C’est d’ailleurs la première des hypothèses formulées dans notre proposition d’étude comparative qui est balayée d’un revers de main par le représentant du ministère lors de notre réunion introductive à la Grande Arche : le système français est celui qui protège le mieux le « consommateur ». Nul besoin d’y répondre, en quelques minutes, le pauvre bougre se fait envoyer dans les cordes par d’autres invité-e-s autour de la table qui lui rétorque que la grande majorité des maisons individuelles construites en France ne sont pas couvertes par une « dommage-ouvrage » car cela coûte trop cher, et ce malgré l’obligation légale liée. Alors que le taux de sinistralité explose dans cette catégorie…

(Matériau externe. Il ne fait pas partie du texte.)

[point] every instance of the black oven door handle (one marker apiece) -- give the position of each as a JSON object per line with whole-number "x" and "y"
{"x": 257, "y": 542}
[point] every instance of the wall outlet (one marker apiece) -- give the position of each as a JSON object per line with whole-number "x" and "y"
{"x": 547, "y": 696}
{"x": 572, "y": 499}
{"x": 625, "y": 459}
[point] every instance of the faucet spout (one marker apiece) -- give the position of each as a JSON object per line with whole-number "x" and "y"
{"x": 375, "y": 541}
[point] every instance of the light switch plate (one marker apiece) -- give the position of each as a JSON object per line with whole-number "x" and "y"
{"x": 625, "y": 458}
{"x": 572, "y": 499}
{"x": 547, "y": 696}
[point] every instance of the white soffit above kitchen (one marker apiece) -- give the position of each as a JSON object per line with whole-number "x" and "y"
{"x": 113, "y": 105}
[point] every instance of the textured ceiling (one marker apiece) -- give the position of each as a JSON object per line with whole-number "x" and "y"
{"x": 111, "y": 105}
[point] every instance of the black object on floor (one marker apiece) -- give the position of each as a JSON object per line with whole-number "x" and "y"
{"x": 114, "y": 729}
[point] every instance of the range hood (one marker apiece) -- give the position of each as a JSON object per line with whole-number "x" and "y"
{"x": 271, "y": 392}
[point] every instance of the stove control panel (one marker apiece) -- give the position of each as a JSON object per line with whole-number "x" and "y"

En trois réunions, les témoignages s’enchainent sur les montagnes à gravir pour quiconque veut construire avec des systèmes constructifs non-industrialisés en France. Que ce soit le maire d’une petite commune bretonne dont la salle polyvalente a été construite en bois-terre-paille ou des bailleurs sociaux vosgiens qui ont réalisé des logements passifs en paille porteuse, tous s’accordent pour dire que la volonté de construire des bâtiments en matériaux locaux peu énergivores et générateurs d’emplois qualifiés est un chemin de croix peu enviable aux réfractaires de la paperasse et de la réunionite. Autrement dit, un blocage de taille au « développement économique des filières de matériaux et produits de construction bio-sourcés ».
De leur côté, les artisans invités sont unanimes sur les difficultés d’obtention d’une assurance décennale pour tout système constructif alternatif au prêt-à-l’emploi et ne cache pas leur désarroi lorsqu’il faut payer une prime représentant 1 à 3% de leur chiffre d’affaire annuel alors que certains ouvrages sur chantier ne sont pas assurés car non-reconnus par maman assurance.
Bref, un système lourd et couteux autant pour les professionnel-le-s du bâtiment que pour les futur-e-s usager-ère-s de ceux-ci réservant tout intention de faire un pas de côté face à l’industrialisation massive de la production architecturale aux militant-e-s déterminé-e-s à en découdre avec le rouleau compresseur du système.
Le représentant du ministère, après s’être pris dans les cordes, a piqué du nez pendant la réunion.
Le coordinateur du plan d’action issu du Grenelle, après avoir octroyé des centaines de milliers d’euros pour d’autres actions autour de la « structuration des filières » ou encore de la création d’un label bâtiment « bio-sourcé », est devenu président de Pavatex France, principal fabricant industriel d’isolant à base de laine de bois.
Et le rapport comparatif dénonçant la collusion du système d’assurance construction français avec la destruction de l’autonomie des artisan-e-s, leur transformation systématique en poseurs et poseuses de produits normalisés et le détournement de fonds induit au profits des professionnel-le-s de la couverture du risque cale une armoire dans une salle de réunion borgne de la Grande Arche.
Le ventre mou du système aura, encore une fois, absorbé toute velléité de transformation aux racines du problème et continuera d’encourager, à grands renforts de réunions « transversales et interdisciplinaires », la réaction de textes normatifs faisant allégeance à la loi Spinetta.